“Eu vou dar um levante na minha vida”, o
cobrador da vã fala isto com o habitual carioquês. O déjà vu vai ficando um
pouco blasé, o ar da manhã um pouco nublado vai mudando para um céu aberto e
pesado. De algum modo, “o dia vai pesar”, penso, adivinhando embora, lembre
lentamente D. falando que ele escrevia como se fosse uma sinfonia , que vai
crescendo até atingir o ponto alto...então , decido que vou ter um dia em que
a sinfonia se conclua com o meu corpo pesado dentro de travesseiros macios,
depois de ter composto uma música qualquer. Que música posso compor?

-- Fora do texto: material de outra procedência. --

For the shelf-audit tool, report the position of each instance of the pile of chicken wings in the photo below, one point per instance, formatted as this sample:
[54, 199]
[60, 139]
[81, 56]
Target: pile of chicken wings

Penso
isso, enquanto alucino por um momento, com a maciez de meu travesseiro e meu
corpo moído e mal descansado, vai se acomodando no espaço apertado da van, até
encostar no vidro embaçado onde se aninha por um momento doce e breve, “dormir,
talvez sonhar”,ah meu bardo, mas a perna do passageiro ao lado encosta em mim e
quebra o suave momento alucinatório, a réstia de sono acumulada que se desfaz
em pó e volto a escutar os gritos do garoto: “nova campina, santa cruz, caxias
shopping...”. Aspiro um ar denso, minha alergia, que é meu filtro protetor da
impureza do mundo, já está no limite, são sete da manhã, mas já estou totalmente
sem voz e sem ar. Tusso pra tentar voltar ao normal, tento engolir saliva, mas,
pra mim, o mundo é uma procissão dissonante de barulhos e poeiras e cinza e
sombras.
Chove a cântaros e os carros em alta velocidade,
espirram água nos passantes que se acumulam nos pontos com cara de sono. Um
tilintar da chuva faz soar em meus ouvidos algo semelhante a uma canção de
infância, tento cantar quase em silêncio, mas minha voz destruída por anos de
maus-tratos não sai em tons baixos, e penso que terei, brevemente que
reaprender a falar, talvez tenha também que aprender a respirar, eu, a eterna
boba, minha avó diria se fosse viva, mesmo tendo sido ela mesma uma professora,
que ensinar aos outros é como “dar pérolas aos porcos”, pérolas aos porcos, é a
metáfora de minha vida, ou foi por um
tempo.. Pérolas, sempre fui fascinada por elas. No meio do caos, do nojo, do
mais banal das coisas, descubro que tudo o que me interessa é o raro, o
distante, o perfeito, o que nunca se encontra...A PERFEIÇÃO!
A perfeição não é um cartão postal. Metáfora do
Rio. Um passeio a pé pela cidade mais imunda do planeta e você percebe a um só
tempo o que é a mentira partilhada, a falta de sensatez dos seres humanos e a
capacidade que todo mundo tem de seguir vivendo uma vida medíocre. E acreditar volta e meia que é uma soberba
vida, uma vida maravilhosa. Subindo uma ponte imunda de ferro, carcomida, com
poças de água acumulada; um sujeito no meio dela tentando assaltar; vários
mendigos descalços pedindo esmola, e outro dormindo embaixo de papelões, lembro
o cartão postal “braços abertos sobre a
Guanabara”, oh linda cidade jobiniana não chores, evangélicos ainda poderão
cantar um canto Gospell em tua homenagem, isso te restou, talvez um apoteótico
funk, regido por um maestro pós-moderno, depois te dirão que és perfeita, és
maravilhosa e acreditarás, acreditarão.
Amanhã tudo recomeça, outras epopeias....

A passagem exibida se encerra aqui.